Shringi Rishi Ashram, Singiya
- Interactive map of Shringi Rishi Ashram, Singiya

Monastery information
- Established: Treta Yuga

People
- Founder: Shringi Rishi

Architecture
- Heritage designation: Ancient Mithila University
- Style: Hinduism

Site
- Location: Singiya Village, Bisfi Block, Madhubani district, Mithila region, Bihar
- Country: India

= Shringi Rishi Ashram, Singiya =

Ashram of Shringi Rishi in Mithila

Shringi Rishi Ashram (Maithili: श्रृंगी ऋषि आश्रम) at Singiya Village of Madhubani district in the Mithila region of Bihar is an ancient Ashram related to the Vedic sage Shringi in Ramayana. In the campus of Ashram there is a famous Lord Shiva temple known as Shringeshwar Mahadev Mandir.

== Description ==
The Ashram was the residence place of the sage Shringi Rishi in the ancient Mithila region. According to legend, Shringi Rishi lived here for many years. According to scholars in Mithila, Rishi Shringi spent his last period of time here. The name of the village was derived from his name and called as Singiya. The campus of the ashram is taken care by a community organization named as Rishi Shringi Seva Samiti.
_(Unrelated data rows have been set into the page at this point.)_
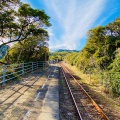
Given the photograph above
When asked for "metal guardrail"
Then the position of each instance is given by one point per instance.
(12, 71)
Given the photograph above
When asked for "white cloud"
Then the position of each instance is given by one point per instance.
(76, 17)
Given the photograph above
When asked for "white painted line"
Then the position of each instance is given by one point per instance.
(37, 96)
(43, 86)
(27, 115)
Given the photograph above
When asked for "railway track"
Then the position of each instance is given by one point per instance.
(86, 108)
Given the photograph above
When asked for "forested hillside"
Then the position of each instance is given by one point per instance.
(60, 54)
(23, 26)
(101, 56)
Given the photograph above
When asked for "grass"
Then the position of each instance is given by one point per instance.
(93, 84)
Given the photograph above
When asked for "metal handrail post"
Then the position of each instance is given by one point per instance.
(4, 73)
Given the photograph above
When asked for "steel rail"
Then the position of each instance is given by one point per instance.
(79, 114)
(92, 101)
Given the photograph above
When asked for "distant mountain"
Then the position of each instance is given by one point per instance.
(63, 50)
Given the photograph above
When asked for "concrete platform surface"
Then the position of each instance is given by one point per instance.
(50, 108)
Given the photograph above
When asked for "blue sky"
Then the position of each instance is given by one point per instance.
(71, 19)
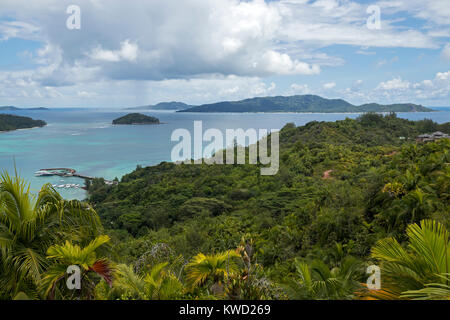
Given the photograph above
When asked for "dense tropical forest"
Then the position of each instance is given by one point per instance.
(10, 122)
(349, 194)
(302, 103)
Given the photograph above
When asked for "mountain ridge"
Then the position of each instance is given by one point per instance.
(302, 104)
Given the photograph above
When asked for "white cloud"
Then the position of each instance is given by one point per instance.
(329, 85)
(394, 84)
(446, 52)
(128, 51)
(299, 89)
(207, 50)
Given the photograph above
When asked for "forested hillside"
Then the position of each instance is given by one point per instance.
(302, 103)
(11, 122)
(349, 194)
(342, 186)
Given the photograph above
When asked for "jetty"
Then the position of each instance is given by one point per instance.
(67, 172)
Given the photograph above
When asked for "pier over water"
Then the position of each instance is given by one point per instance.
(66, 172)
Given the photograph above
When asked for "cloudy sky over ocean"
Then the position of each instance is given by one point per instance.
(200, 51)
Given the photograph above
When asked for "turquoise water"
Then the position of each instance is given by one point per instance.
(85, 140)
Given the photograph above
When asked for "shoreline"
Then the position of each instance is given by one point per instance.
(12, 130)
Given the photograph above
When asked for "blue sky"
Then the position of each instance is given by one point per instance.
(201, 51)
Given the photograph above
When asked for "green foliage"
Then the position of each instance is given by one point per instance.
(420, 270)
(303, 103)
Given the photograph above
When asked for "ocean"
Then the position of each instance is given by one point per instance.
(85, 140)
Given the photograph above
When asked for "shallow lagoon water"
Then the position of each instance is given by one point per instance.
(85, 140)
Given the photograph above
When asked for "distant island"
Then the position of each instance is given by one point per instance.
(136, 118)
(302, 103)
(12, 108)
(164, 106)
(10, 122)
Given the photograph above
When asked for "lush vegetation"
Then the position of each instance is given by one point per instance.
(136, 118)
(303, 103)
(349, 194)
(10, 122)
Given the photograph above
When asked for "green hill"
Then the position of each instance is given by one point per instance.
(303, 103)
(10, 122)
(349, 182)
(136, 118)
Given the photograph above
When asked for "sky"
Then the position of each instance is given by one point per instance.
(115, 53)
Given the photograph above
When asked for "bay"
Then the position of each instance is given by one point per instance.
(85, 140)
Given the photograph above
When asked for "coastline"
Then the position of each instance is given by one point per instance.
(13, 130)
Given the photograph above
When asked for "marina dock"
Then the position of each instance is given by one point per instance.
(66, 172)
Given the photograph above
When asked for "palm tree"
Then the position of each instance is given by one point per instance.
(422, 266)
(67, 255)
(29, 225)
(318, 281)
(159, 284)
(211, 267)
(162, 284)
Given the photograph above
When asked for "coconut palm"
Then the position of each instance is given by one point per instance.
(85, 258)
(214, 267)
(421, 266)
(160, 284)
(318, 281)
(29, 225)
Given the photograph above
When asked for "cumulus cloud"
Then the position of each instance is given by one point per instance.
(446, 52)
(157, 47)
(329, 85)
(128, 51)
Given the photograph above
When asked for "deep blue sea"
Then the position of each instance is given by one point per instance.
(85, 140)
== Archeological survey ==
In the year 2020 a research work was conducted in the campus by Archeologists Shushant Kumar and Murari Kumar Jha in the chairmanship of Shree Ayodhyanath Jha, the head of the archeological department at Lalit Narayan Mithila University, Darbhanga. According to the research, the Mahadev temple situated in the campus of the ashram seems to be very ancient. The present temple appears to be built in the Tirhut art style around the late 18th or early 19th century. There are only two or three Shivlings found in the Mithila region similar to the structure of the Shivlinga in the Mahadev temple.